Stay on 4.7 when the call profile matches at least one of these:

Hard SWE work where SWE-bench Pro improvement (+10.9) compounds across a long task.
High-resolution images, charts, or PDFs where CharXiv (+13.0) shows up in your output.
Prompts at 128K and up where caching captures ~93 percent of the tokenizer inflation.
Plan-then-execute agents where one stronger plan saves five weaker build cycles.

When to Pin Back to 4.6

Three workloads regress or break even on 4.7 once you account for cost. Override fast mode back to 4.6 when:

Prompts sit between 2K and 25K and you do not use prompt caching. This is the worst tokenizer cost zone.
The job involves agentic web research. BrowseComp dropped from 83.7 to 79.3 percent, a 4.4 point regression on 4.7.
You run a Claude Max plan and your session caps now burn down 1.3 to 3 times faster than they did last month.

Evaluator and judgment work does not need the SWE-bench Pro lift. Linters and doc writers do not gain from CharXiv. Those agents still produce identical output on 4.6 at a real discount.

Per-Agent Model Selection

Most teams pick one model per project. The cost shift on 4.7 makes per-agent selection the better default. Different roles in an agent fleet get different value from the same intelligence step.

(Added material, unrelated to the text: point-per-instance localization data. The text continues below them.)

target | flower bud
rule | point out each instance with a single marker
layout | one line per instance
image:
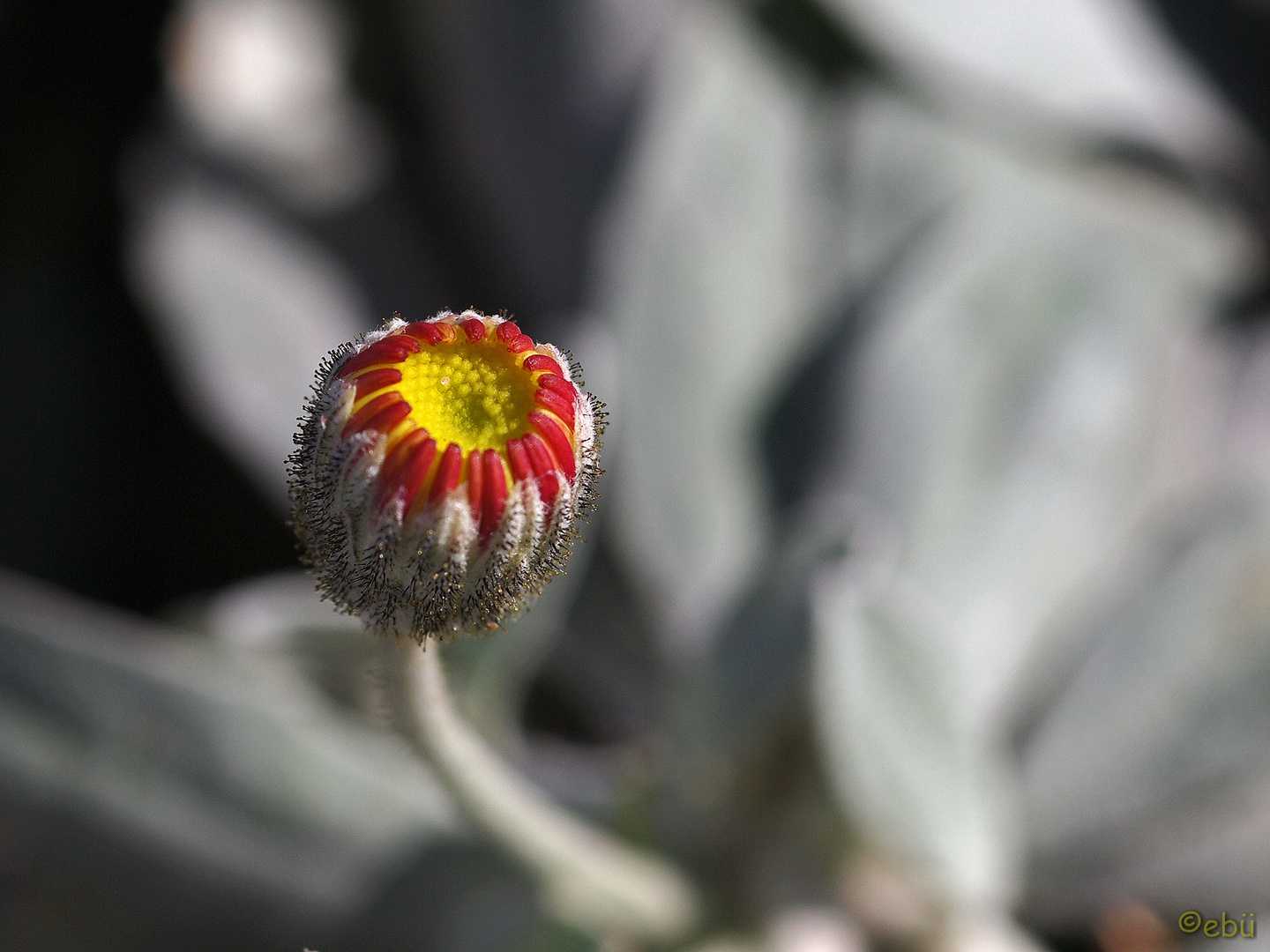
(439, 473)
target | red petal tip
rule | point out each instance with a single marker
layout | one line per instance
(376, 380)
(447, 473)
(542, 362)
(557, 404)
(557, 441)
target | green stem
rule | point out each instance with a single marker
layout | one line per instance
(588, 879)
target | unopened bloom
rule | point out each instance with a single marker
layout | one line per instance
(439, 473)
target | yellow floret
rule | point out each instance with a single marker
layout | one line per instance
(474, 395)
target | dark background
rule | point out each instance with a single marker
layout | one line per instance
(106, 485)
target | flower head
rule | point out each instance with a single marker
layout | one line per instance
(439, 472)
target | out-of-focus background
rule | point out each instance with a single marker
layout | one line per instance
(929, 600)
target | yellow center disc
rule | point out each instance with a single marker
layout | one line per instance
(474, 395)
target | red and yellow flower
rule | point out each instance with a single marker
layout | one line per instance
(441, 470)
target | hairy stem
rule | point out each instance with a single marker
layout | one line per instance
(588, 879)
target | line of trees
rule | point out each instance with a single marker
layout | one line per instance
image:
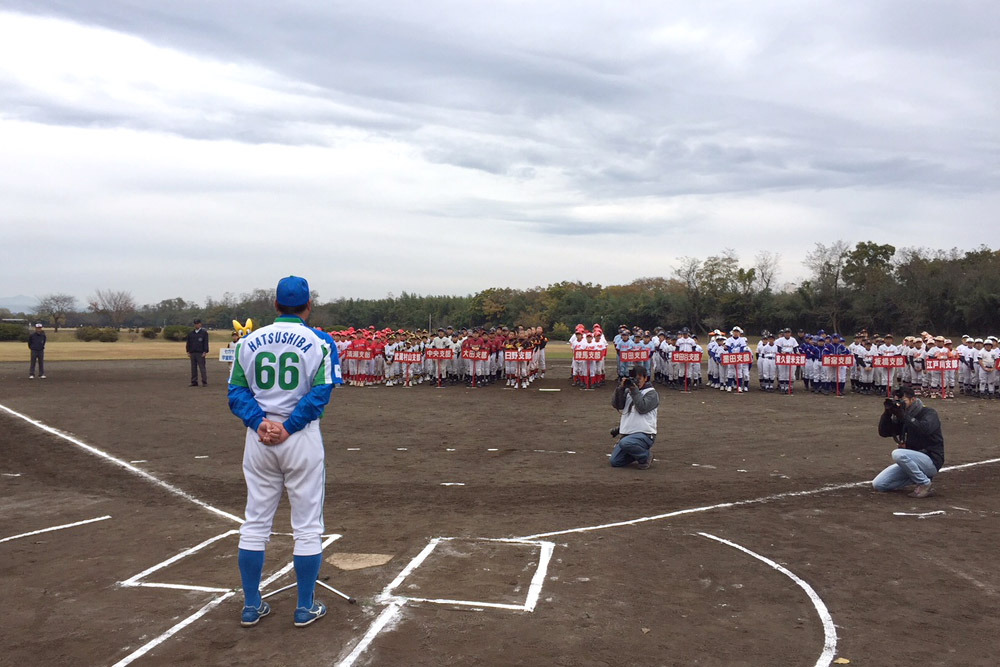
(869, 285)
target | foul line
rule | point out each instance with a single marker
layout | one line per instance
(122, 464)
(829, 630)
(735, 503)
(47, 530)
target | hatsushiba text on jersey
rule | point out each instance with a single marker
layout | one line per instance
(280, 338)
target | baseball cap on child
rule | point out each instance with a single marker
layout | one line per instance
(293, 291)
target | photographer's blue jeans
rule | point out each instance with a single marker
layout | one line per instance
(632, 447)
(910, 467)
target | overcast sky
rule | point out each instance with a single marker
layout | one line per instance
(190, 148)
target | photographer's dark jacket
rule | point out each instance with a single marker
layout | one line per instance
(36, 341)
(919, 430)
(197, 341)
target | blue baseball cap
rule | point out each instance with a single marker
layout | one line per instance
(293, 291)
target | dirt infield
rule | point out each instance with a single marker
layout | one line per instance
(903, 581)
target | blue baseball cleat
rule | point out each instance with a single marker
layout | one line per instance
(304, 617)
(252, 615)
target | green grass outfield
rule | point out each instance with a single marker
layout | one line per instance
(64, 346)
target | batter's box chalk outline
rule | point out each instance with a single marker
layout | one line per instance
(545, 550)
(137, 580)
(225, 594)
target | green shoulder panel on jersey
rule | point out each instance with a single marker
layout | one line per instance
(238, 377)
(324, 374)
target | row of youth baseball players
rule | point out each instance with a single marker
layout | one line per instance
(475, 356)
(975, 375)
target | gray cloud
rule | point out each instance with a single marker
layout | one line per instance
(563, 120)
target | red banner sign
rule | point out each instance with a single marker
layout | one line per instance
(631, 356)
(790, 360)
(889, 362)
(942, 365)
(476, 355)
(730, 358)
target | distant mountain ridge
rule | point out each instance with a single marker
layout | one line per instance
(19, 303)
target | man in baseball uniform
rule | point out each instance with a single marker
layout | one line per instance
(280, 385)
(786, 344)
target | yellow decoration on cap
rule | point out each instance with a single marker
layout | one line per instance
(243, 330)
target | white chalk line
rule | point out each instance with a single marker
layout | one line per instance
(123, 464)
(49, 530)
(381, 622)
(135, 580)
(735, 503)
(829, 630)
(396, 602)
(146, 648)
(153, 643)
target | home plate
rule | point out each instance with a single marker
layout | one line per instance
(346, 561)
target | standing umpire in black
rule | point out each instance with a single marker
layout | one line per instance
(197, 349)
(36, 343)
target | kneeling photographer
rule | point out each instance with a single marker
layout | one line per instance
(638, 401)
(917, 430)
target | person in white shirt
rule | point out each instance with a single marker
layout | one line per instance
(638, 403)
(767, 368)
(786, 344)
(988, 369)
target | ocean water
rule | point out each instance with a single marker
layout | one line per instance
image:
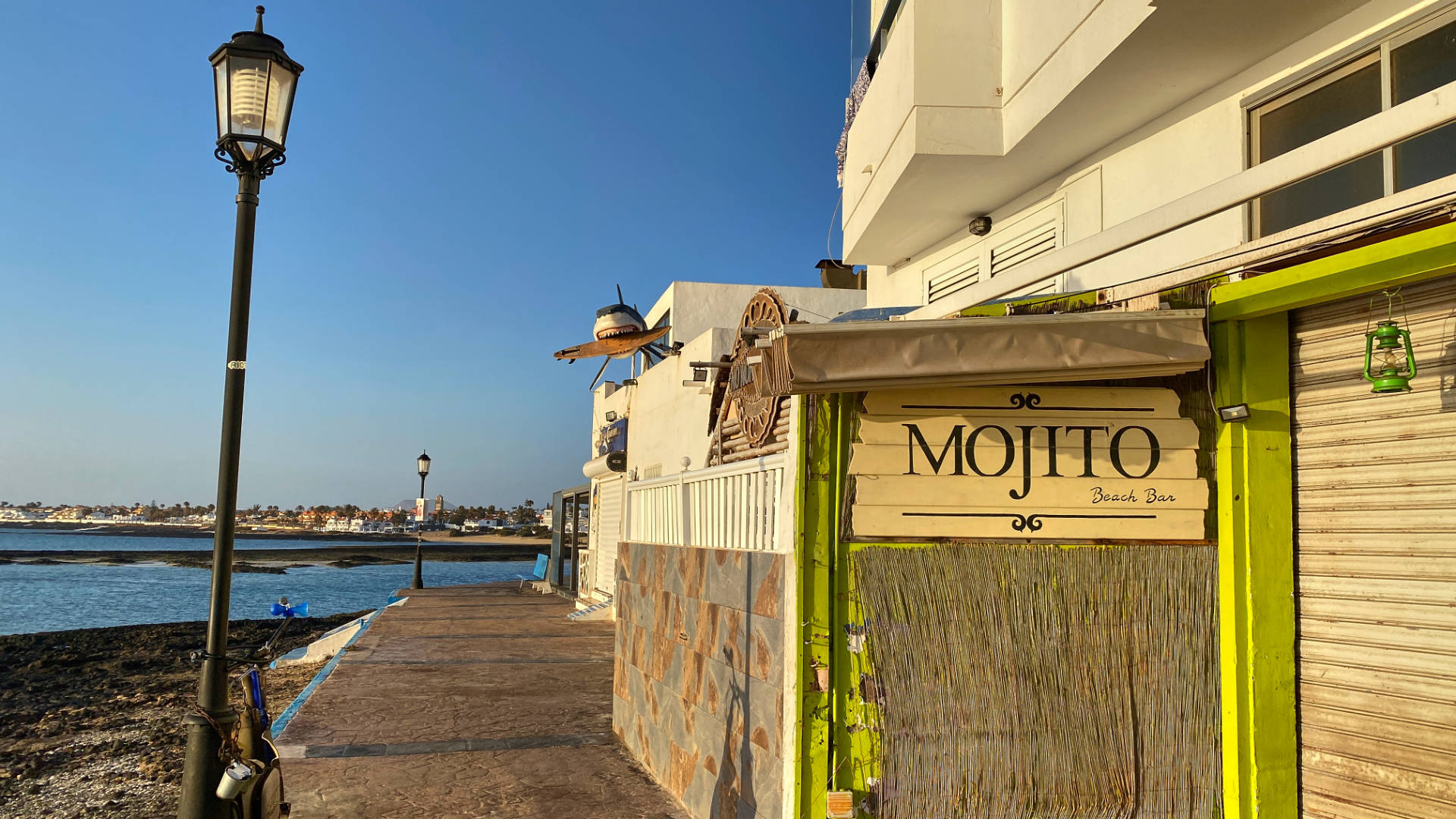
(17, 538)
(57, 596)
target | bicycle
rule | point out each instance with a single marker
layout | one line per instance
(253, 780)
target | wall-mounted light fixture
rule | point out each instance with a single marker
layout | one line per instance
(1234, 413)
(1388, 350)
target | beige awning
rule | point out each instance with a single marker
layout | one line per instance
(968, 352)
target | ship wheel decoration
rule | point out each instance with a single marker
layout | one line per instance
(756, 413)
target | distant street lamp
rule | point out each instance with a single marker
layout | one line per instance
(419, 512)
(254, 82)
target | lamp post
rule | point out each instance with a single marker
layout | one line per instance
(254, 82)
(424, 469)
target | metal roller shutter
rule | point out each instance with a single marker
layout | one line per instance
(607, 532)
(1375, 487)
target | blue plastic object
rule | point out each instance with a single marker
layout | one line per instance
(278, 610)
(255, 686)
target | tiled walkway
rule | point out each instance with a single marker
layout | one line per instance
(468, 701)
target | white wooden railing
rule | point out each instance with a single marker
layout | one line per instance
(733, 506)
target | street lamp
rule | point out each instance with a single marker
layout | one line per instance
(419, 512)
(254, 91)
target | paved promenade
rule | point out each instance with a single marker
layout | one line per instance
(468, 701)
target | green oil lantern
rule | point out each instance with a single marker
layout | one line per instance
(1389, 360)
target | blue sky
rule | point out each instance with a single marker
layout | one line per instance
(465, 186)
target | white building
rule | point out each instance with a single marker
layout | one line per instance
(1276, 165)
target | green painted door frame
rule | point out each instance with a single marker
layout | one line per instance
(1250, 343)
(1250, 340)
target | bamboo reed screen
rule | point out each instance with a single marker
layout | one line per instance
(1043, 682)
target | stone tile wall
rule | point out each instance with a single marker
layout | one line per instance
(699, 686)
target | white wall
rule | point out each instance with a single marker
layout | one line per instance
(1188, 148)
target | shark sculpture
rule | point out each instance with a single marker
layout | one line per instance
(620, 333)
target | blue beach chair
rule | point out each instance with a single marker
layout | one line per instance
(539, 573)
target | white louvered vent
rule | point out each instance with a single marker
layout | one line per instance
(946, 283)
(1025, 246)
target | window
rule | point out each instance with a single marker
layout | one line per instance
(1404, 66)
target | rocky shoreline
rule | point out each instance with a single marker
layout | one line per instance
(91, 720)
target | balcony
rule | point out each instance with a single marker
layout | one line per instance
(976, 102)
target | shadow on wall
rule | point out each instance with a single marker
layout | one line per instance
(1448, 372)
(733, 783)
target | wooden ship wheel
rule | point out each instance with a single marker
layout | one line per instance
(746, 419)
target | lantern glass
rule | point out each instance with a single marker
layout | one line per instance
(254, 82)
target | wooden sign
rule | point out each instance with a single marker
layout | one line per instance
(1049, 463)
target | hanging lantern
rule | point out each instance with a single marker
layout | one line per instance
(1389, 359)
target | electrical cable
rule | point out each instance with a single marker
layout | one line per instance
(829, 235)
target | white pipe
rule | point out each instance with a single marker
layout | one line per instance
(1410, 118)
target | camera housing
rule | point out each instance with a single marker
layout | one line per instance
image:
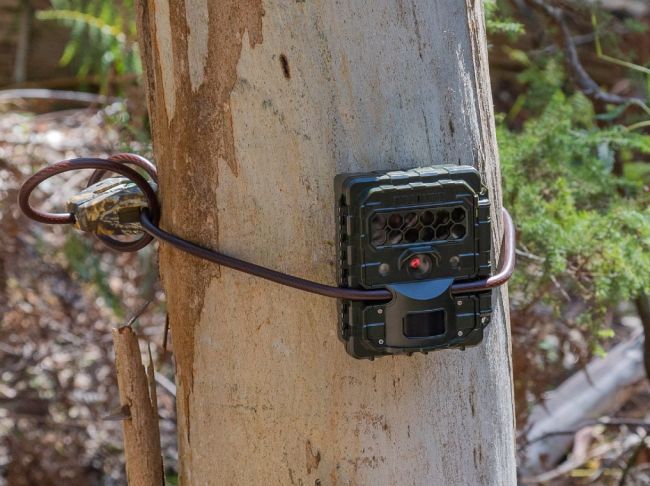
(415, 233)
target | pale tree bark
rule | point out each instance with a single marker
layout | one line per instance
(255, 106)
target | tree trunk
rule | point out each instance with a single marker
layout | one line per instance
(255, 106)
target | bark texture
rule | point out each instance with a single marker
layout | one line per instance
(139, 404)
(255, 106)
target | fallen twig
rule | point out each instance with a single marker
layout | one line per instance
(576, 402)
(138, 393)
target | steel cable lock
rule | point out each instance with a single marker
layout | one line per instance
(414, 265)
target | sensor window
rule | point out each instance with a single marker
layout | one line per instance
(424, 324)
(418, 226)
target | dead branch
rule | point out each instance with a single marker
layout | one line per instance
(577, 401)
(586, 83)
(138, 393)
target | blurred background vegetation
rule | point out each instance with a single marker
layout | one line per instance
(571, 87)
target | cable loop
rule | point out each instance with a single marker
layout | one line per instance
(149, 219)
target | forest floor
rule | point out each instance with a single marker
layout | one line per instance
(61, 292)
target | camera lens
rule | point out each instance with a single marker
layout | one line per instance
(419, 266)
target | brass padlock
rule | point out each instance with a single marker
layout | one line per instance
(110, 207)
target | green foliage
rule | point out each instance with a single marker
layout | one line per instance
(102, 36)
(576, 182)
(586, 230)
(498, 23)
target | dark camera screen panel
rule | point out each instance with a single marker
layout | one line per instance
(424, 324)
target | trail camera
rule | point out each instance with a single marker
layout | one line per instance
(415, 233)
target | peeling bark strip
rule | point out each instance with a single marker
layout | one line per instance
(190, 53)
(261, 125)
(138, 393)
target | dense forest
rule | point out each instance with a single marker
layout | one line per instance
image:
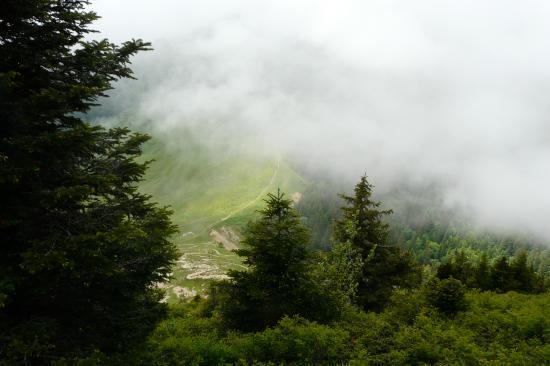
(334, 279)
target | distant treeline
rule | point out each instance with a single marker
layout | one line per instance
(432, 234)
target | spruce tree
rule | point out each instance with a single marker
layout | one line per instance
(81, 247)
(279, 279)
(483, 274)
(385, 266)
(501, 275)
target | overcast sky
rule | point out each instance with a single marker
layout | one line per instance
(448, 92)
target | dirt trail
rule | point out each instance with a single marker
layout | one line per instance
(250, 203)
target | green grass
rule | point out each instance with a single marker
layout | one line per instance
(209, 188)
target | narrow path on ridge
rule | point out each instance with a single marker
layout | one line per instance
(250, 203)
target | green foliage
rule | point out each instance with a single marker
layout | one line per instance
(446, 295)
(502, 276)
(340, 271)
(385, 267)
(495, 329)
(82, 248)
(279, 279)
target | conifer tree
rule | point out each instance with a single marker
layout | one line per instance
(385, 267)
(81, 247)
(483, 273)
(278, 281)
(501, 275)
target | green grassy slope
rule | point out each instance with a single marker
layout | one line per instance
(209, 189)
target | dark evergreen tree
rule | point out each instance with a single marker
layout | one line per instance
(278, 281)
(385, 267)
(81, 248)
(524, 278)
(483, 274)
(447, 295)
(501, 275)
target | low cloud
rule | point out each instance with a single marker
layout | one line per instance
(431, 92)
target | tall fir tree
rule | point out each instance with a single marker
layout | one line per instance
(81, 248)
(385, 266)
(279, 279)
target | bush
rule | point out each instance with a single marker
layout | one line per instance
(448, 295)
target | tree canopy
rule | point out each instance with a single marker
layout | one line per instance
(82, 248)
(385, 266)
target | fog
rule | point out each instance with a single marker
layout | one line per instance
(419, 93)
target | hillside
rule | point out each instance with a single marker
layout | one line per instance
(213, 192)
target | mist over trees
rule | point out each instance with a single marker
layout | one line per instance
(81, 248)
(85, 254)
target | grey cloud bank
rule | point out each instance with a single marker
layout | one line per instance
(445, 92)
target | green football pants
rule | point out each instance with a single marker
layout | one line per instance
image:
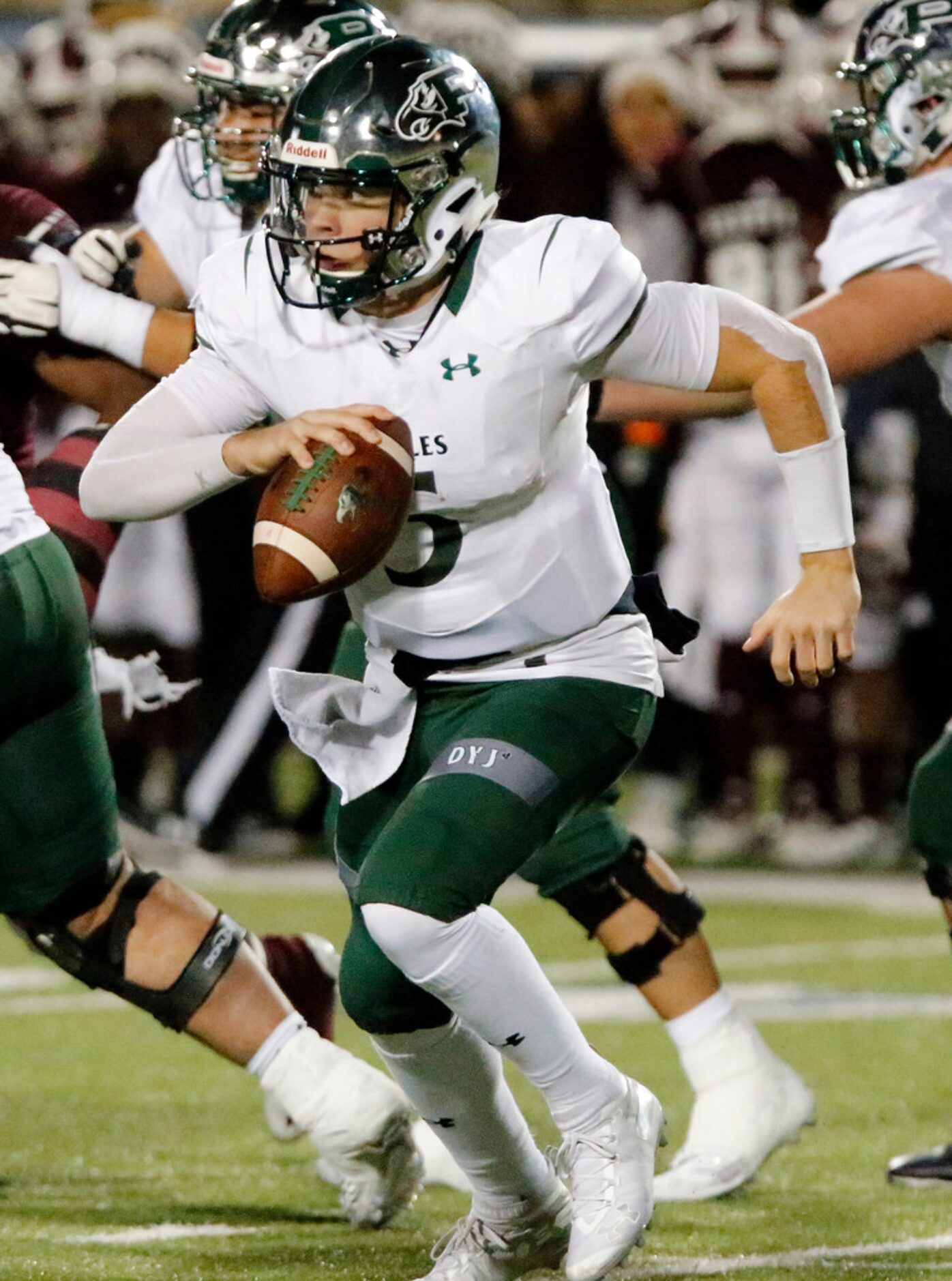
(490, 774)
(929, 814)
(58, 816)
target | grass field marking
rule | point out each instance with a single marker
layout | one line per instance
(778, 954)
(656, 1266)
(67, 1003)
(157, 1233)
(31, 977)
(765, 1003)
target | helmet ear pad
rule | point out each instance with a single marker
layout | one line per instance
(446, 223)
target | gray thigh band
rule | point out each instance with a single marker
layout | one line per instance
(499, 761)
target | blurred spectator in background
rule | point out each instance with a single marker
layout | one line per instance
(756, 194)
(104, 84)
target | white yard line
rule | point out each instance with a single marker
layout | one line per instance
(27, 977)
(765, 1003)
(67, 1003)
(655, 1266)
(157, 1233)
(779, 954)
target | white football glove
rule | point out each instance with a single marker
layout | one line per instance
(99, 254)
(29, 299)
(140, 682)
(95, 316)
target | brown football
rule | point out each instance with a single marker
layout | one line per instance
(325, 528)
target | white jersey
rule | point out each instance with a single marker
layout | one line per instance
(510, 542)
(18, 522)
(186, 230)
(905, 226)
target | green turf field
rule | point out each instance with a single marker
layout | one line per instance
(110, 1123)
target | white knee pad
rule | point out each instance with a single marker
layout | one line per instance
(421, 945)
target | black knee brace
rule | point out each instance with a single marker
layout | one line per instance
(597, 897)
(99, 960)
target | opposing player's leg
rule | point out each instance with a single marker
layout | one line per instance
(746, 1100)
(929, 820)
(70, 889)
(519, 756)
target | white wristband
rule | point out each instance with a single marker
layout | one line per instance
(95, 316)
(818, 482)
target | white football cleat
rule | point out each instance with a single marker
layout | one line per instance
(477, 1250)
(438, 1164)
(358, 1120)
(734, 1126)
(612, 1171)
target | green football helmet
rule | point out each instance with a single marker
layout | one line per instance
(254, 57)
(902, 71)
(389, 115)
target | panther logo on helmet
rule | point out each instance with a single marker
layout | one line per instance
(899, 23)
(436, 100)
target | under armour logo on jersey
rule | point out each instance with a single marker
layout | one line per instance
(469, 364)
(434, 102)
(516, 1039)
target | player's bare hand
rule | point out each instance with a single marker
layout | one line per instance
(262, 449)
(812, 625)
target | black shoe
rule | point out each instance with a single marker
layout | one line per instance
(927, 1170)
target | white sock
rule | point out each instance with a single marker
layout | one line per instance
(701, 1020)
(271, 1046)
(730, 1048)
(300, 1076)
(455, 1081)
(484, 970)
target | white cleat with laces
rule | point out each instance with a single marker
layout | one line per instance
(612, 1171)
(478, 1250)
(358, 1120)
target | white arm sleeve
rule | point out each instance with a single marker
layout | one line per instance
(166, 454)
(816, 475)
(787, 342)
(673, 338)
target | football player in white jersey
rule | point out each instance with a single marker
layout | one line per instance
(887, 271)
(507, 662)
(199, 195)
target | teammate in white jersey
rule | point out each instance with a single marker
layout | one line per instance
(514, 674)
(887, 269)
(198, 196)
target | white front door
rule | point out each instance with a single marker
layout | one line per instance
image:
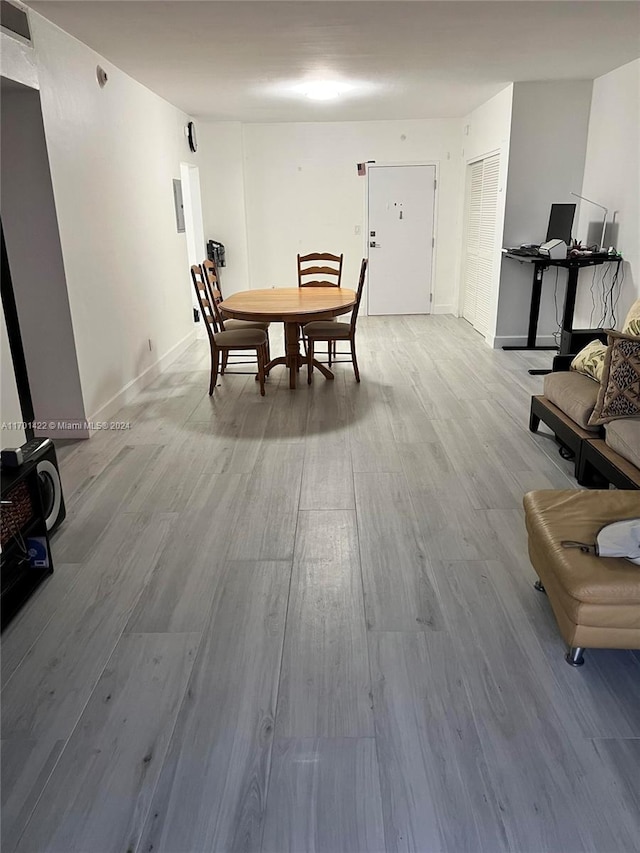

A planner reads a spec, decides the file layout, picks the build order. SWE-bench Pro +10.9 lands directly here. Keep planners on 4.7.

A backend agent or a designer agent writes code. The same SWE-bench Pro lift applies. Keep them on 4.7.

An evaluator agent reads code and finds gaps. Judgment does not need the new ceiling. Pin to 4.6 with the override flag and pocket the difference.

A linter, a formatter, a doc writer. Mechanical work. Pin to 4.6.

A test agent runs the test plan and reports back. Mechanical too. Pin to 4.6.

Five agents pinned to 4.6, three on 4.7, on a normal feature build. The build still gets the planner and builder lifts where they matter, and the cheap loops stay cheap.

Build This Now ships exactly this layout out of the box. The framework wires 18 specialist agents (32 with on-demand) into a .claude/ directory, each with a defined role and a configured model. Override the planner and builders to 4.7. Pin the evaluators, linters, doc writers, and testers to 4.6. The model selection lives next to the agent definition, not the project root. One framework. Many cost profiles.

The Verdict

Same rate card, different bill. Opus 4.7 prints better numbers on the benchmarks that matter for hard agent coding, and it costs more for the same English prompt almost everywhere except the very short tail. Pin 4.6 for evaluators, linters, and doc writers. Keep 4.7 for planners and SWE-heavy builders. Set the override flag once, forget about it, and let each agent role buy what it actually needs.